Canadian Annual Review of Politics and Public Affairs, 1988

Description

362 pages
Contains Index
$70.00
ISBN 0-8020-5849-3
DDC 320.9'71'005

Year

1995

Contributor

Edited by David Leyton-Brown
Reviewed by J.L. Granatstein

J.L. Granatstein is a professor of history at York University, the
co-author of the Dictionary of Canadian Military History and Empire to
Umpire: Canada and the World to the 1990s, and the author of The Good
Fight.

Review

The Canadian Annual Review is an old and honorable series; its volumes
constitute an invaluable record of events and trends—the single best
guide to 20th-century Canada. Unfortunately, the CAR has fallen behind;
no longer does its annual volume turn up in the following year as it did
for so long. Thus the 1988 volume appeared in 1995, and subsequent
volumes will have to appear with increasing frequency if the series’
utility is not to be lost.

Worse, this volume on the great Free Trade election year of 1988 is
uncommonly dreary in tone and odd in organization.

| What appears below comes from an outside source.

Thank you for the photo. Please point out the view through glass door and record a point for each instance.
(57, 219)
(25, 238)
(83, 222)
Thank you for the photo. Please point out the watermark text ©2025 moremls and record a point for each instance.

The lead article on
politics begins with the election and only then goes back to the Free
Trade Agreement. That seems curiously unrelated to the necessary
chronology. Still, there are chapters on federal–provincial relations,
foreign affairs and defence, and each of the provinces as well as a list
of important obituaries. No other single volume has this range.

The CAR may be past its glory days, in other words, but it still
matters. Its pages constitute an authoritative record, well larded with
quotes from the press, the politicians, and the experts, and no
researcher’s library can be considered complete without it.